Not that it really matters, of course. The moment passes, you do a sort of subtle scan to see if anyone noticed you went missing for a bit, and then…it’s time to make dinner.
Proust would approve…
Rosemary Lemon Madeleines
½ cup (115 grams) Butter
½ cup (100 grams) Sugar
1 Tblsp Brown Sugar
1 tsp Salt
2/3 cup (85 grams) Unbleached Flour
2 tsp Baking Powder
1 Tblsp chopped fresh Rosemary
2 tsp Lemon Zest
Special equipment – Madeleine Pan
Cream together the butter, sugar, brown sugar, and salt until light and fluffy. Whisk in the eggs. Sift the flour with the baking powder, and mix into the wet ingredients until just blended. Add the lemon zest and rosemary, stir to incorporate. Cover the bowl and chill for about an hour.
Preheat the oven to 375° Fahrenheit/190° Celsius. Butter and flour a madeleine pan. Fill the molds about 2/3 full with the batter. Bake for 6 – 7 minutes, until the madeleines spring back when poked lightly in the center.
This recipe makes about 2 ½ dozen, so you may have to bake in several batches unless you have several pans.
Rosemary Garlic Potatoes
Nothing could be simpler or more certain than potatoes, consecrated with garlic and rosemary, anointed with duck fat, roasted to a golden crisp exterior, a light and steaming core. A recipe is not really needed, but here’s how we do it chez nous…
1 kg (2 lbs) small/new potatoes (I like to use a mixture of red and white, called ‘pomme de terre grenaille’ in France)
3 Tblsp Duck Fat (heated enough so that it’s liquid – I have a cache in a jar in the back of the fridge reserved from whenever I cook up a magret/duck breast. You could use olive oil, but duck fat gives a crisper finish)
2-3 sprigs fresh Rosemary
3-4 cloves Garlic, peeled and minced fine
Black Pepper, freshly cracked, @ 1 tsp
1 Tblsp coarse salt/fleur de sel, or a little more – potatoes love salt
Preheat the oven to 400°Fahrenheit/204°Celsius. Wash the potatoes, dry with a towel, and cut in half on a diagonal. Strip the rosemary leaves from the sprigs, chop coarsely. Toss the potatoes, rosemary, minced garlic, salt, pepper, and duck fat in a large bowl. Spread the mixture onto a foil or parchment lined baking pan in a single layer – most of the time, I just pour it into a roasting pan around a whole chicken.
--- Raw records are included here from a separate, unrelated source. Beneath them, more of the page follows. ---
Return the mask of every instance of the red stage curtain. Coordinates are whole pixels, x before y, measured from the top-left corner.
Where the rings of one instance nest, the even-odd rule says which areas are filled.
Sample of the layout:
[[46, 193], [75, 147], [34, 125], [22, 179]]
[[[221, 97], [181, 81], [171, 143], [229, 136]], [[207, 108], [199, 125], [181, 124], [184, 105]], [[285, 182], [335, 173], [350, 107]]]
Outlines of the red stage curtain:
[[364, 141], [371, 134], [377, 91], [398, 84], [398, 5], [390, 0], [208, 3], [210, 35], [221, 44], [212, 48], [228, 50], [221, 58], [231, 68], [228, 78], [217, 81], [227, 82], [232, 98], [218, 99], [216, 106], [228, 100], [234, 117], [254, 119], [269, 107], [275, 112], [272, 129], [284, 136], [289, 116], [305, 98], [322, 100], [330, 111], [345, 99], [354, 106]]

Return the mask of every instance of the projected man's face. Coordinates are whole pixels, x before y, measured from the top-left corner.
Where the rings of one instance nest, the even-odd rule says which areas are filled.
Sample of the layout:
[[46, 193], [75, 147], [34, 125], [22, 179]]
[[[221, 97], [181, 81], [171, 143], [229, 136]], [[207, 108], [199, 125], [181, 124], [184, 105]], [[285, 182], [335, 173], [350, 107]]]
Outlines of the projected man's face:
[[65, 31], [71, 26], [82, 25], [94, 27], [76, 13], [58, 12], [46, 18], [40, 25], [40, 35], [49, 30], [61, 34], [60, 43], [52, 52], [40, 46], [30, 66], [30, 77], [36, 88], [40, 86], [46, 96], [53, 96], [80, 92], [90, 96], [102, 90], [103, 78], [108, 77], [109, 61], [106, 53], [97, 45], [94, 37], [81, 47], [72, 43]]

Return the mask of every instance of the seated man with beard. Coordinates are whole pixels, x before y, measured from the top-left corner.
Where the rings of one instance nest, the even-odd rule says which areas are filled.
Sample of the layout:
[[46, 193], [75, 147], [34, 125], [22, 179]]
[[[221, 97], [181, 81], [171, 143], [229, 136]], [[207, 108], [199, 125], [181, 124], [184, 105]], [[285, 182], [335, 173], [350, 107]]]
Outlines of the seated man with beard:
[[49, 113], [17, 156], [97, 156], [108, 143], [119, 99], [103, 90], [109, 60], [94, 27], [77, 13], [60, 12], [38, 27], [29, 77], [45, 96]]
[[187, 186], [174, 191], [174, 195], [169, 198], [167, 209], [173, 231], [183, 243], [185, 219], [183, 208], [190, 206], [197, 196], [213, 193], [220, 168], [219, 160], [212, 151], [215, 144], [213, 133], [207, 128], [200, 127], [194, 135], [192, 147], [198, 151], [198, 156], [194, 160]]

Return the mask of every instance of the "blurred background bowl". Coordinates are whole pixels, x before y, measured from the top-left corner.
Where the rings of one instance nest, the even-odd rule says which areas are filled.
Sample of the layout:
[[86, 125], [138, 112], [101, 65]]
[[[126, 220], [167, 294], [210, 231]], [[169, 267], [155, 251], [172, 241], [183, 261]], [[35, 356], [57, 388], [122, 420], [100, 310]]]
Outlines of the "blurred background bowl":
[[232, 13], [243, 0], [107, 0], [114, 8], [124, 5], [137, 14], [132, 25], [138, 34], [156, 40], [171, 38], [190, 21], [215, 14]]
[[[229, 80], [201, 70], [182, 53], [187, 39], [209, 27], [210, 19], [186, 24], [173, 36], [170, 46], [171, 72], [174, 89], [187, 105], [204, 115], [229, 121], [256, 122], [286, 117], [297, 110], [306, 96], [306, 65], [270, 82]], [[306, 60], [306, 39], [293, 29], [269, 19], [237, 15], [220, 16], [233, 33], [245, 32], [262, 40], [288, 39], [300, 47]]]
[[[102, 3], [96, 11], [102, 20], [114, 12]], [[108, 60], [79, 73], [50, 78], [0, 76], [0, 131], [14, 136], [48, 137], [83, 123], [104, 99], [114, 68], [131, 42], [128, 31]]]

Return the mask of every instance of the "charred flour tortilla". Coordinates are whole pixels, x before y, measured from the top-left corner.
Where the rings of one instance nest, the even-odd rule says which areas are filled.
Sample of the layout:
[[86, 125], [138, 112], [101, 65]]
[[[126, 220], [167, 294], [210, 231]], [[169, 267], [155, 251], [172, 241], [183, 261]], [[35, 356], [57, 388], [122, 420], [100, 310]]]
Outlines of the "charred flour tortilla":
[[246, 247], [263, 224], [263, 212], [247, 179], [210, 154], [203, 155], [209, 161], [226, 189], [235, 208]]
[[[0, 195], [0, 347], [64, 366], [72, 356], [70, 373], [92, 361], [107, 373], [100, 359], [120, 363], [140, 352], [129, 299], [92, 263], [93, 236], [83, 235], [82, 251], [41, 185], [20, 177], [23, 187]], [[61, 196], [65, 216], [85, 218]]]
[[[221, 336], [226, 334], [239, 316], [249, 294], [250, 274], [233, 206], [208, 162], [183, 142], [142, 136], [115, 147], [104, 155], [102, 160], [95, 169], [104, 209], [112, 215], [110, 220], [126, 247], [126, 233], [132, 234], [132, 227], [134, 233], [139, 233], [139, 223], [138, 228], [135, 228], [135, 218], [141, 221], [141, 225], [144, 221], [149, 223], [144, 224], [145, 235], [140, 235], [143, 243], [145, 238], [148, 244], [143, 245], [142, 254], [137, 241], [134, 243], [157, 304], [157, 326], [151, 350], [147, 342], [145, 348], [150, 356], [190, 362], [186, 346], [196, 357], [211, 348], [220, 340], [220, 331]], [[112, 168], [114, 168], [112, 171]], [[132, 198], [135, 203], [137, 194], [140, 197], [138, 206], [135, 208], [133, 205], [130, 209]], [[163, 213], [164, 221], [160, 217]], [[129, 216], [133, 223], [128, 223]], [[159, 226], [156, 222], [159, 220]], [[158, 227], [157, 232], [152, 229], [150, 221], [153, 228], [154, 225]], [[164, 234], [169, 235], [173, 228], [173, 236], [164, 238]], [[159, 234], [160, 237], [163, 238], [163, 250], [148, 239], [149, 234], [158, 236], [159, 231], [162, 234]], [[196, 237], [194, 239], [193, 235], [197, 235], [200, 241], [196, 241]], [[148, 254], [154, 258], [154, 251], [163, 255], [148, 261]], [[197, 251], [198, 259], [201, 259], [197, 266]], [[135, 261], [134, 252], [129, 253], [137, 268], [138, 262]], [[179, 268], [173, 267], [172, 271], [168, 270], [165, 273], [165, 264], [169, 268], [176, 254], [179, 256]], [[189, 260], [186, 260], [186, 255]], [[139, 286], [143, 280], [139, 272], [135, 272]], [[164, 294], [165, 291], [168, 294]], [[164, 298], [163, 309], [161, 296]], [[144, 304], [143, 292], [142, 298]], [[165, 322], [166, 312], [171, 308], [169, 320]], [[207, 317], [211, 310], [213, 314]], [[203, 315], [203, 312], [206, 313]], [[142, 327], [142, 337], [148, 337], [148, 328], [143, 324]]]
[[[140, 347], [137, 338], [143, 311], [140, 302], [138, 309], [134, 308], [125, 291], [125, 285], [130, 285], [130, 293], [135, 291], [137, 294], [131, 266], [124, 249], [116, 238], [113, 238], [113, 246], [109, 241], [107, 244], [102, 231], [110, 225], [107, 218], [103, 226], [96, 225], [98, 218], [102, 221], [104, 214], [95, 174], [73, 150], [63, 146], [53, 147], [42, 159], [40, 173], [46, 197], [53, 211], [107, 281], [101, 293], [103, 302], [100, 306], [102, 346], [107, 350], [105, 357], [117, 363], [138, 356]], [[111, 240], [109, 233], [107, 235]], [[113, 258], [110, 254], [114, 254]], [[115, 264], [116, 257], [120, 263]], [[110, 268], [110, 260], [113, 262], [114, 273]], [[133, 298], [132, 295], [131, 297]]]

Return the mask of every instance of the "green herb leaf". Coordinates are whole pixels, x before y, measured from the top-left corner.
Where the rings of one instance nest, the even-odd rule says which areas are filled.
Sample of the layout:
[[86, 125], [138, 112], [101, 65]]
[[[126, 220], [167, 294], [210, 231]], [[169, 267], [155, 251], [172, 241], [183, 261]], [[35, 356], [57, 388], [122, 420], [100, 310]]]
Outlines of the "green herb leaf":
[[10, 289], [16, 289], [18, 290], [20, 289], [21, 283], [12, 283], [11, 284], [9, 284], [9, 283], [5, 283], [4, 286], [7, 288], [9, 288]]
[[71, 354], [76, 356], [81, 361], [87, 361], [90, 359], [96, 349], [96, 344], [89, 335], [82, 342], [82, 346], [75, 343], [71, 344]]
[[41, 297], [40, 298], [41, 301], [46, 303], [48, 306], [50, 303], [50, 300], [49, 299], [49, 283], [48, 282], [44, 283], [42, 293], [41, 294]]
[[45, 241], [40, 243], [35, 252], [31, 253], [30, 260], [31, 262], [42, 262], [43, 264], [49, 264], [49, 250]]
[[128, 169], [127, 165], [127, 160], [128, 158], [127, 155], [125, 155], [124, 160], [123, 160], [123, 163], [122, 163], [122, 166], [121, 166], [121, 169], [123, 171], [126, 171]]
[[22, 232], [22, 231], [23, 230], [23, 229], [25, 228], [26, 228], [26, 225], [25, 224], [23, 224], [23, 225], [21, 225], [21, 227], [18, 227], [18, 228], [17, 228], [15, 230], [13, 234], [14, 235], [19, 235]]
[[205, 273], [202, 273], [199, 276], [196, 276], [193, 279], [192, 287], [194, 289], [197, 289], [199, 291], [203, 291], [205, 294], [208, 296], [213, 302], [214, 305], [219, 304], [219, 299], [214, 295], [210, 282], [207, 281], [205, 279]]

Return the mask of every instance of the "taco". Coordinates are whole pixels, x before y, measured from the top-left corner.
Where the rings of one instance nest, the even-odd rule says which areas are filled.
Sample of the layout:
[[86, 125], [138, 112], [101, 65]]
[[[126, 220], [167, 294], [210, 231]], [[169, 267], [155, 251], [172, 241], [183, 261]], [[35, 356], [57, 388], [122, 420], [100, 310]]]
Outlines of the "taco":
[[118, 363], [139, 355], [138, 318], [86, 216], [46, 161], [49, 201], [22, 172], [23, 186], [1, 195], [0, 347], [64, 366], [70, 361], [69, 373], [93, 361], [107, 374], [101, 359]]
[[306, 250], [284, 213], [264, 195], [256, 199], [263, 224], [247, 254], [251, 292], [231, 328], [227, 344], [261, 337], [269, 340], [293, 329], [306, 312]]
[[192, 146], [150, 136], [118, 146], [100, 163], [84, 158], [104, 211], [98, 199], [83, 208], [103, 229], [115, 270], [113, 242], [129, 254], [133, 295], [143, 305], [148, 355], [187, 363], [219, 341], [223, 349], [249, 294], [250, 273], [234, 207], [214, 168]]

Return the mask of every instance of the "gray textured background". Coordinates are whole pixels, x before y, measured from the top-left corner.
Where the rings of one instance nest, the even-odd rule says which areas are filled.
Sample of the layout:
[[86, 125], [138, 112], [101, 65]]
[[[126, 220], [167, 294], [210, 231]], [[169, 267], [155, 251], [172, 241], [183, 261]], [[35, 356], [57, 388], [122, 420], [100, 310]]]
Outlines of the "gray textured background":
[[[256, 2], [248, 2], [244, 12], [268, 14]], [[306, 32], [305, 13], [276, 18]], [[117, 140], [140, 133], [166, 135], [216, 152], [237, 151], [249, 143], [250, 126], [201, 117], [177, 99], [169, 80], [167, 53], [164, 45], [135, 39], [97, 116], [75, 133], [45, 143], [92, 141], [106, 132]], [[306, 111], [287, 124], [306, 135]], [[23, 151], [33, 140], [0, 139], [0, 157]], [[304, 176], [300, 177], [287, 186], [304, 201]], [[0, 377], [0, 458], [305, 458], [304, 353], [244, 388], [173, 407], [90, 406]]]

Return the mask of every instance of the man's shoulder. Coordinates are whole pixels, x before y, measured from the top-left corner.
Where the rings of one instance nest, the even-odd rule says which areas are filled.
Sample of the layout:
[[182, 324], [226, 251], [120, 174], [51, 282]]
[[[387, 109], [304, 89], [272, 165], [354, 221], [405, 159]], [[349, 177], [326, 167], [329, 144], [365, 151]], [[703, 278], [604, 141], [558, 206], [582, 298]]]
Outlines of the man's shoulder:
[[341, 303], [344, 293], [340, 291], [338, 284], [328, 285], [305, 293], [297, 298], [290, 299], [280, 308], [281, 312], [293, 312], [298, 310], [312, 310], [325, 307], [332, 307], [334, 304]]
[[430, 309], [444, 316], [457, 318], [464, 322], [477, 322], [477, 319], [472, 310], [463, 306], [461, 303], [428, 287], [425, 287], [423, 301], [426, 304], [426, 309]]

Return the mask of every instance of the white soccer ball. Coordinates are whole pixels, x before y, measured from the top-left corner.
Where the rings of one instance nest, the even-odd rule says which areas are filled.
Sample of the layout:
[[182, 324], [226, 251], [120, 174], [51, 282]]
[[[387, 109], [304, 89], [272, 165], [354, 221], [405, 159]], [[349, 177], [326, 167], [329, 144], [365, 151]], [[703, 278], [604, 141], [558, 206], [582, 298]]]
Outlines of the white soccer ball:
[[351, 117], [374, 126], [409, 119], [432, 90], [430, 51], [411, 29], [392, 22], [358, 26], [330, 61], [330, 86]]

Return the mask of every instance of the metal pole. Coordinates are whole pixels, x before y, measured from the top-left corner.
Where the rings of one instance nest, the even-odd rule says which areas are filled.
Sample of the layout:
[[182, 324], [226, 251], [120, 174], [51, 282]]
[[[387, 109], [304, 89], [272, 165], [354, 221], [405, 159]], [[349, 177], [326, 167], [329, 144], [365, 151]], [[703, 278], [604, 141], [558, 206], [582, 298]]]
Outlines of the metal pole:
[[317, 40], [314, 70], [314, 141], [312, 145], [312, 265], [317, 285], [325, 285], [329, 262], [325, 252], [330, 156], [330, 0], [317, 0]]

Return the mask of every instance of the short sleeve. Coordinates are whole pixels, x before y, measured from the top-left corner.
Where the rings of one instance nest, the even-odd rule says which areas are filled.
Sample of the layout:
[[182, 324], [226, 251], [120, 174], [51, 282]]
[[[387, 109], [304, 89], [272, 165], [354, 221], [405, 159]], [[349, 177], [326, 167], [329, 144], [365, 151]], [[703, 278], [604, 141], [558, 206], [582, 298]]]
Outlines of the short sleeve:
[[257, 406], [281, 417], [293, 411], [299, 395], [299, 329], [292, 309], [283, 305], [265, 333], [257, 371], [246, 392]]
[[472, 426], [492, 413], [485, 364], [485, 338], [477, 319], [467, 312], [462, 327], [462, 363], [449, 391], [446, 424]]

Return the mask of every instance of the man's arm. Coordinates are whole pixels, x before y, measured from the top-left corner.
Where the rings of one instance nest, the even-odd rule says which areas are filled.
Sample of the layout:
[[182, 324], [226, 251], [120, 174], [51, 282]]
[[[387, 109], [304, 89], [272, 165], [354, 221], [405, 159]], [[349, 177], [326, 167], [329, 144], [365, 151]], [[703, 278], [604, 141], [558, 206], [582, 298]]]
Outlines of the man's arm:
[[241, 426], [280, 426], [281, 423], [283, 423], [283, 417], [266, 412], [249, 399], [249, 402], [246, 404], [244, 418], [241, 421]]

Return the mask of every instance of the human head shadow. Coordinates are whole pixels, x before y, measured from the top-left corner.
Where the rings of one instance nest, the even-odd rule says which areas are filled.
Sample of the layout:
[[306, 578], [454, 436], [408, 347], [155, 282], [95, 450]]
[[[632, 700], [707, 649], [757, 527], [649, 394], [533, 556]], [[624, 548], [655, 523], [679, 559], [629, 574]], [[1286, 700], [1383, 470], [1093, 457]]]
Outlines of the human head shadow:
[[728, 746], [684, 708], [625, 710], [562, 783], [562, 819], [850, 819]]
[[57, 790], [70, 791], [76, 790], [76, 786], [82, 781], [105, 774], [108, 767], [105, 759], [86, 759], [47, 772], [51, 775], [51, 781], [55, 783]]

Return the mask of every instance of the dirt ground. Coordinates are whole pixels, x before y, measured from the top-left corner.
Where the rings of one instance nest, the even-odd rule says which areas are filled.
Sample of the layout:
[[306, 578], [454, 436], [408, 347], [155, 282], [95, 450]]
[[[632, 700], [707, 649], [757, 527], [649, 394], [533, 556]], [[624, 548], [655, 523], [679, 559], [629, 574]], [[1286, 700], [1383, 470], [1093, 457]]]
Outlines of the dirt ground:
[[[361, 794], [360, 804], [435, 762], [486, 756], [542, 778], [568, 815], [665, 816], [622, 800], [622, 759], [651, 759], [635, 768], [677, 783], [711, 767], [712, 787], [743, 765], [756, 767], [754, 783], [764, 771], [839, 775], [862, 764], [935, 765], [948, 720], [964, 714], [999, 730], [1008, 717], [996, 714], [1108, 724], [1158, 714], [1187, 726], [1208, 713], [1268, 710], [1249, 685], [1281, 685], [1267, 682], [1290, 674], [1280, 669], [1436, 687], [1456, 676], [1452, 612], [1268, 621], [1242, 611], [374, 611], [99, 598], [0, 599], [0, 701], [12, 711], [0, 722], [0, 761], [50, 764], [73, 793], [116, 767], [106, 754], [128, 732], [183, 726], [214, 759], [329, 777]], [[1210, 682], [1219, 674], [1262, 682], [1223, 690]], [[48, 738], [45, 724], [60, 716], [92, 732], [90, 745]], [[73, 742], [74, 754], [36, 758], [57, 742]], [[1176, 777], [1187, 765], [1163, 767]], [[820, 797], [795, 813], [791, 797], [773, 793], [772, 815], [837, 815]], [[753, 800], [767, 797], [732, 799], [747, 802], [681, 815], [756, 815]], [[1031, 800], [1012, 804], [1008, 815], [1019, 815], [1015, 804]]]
Bake for about 45 minutes, (after 15 minutes or so, your kitchen will smell amazing) until all the potatoes are slightly golden, with edges beginning to darken. If you’re roasting with a chicken leave in the length of your roasting time, about an hour. If you use a large (14”) cast iron skillet instead of a baking pan, you’ll get rhapsodically tasty crustiness on the pan side.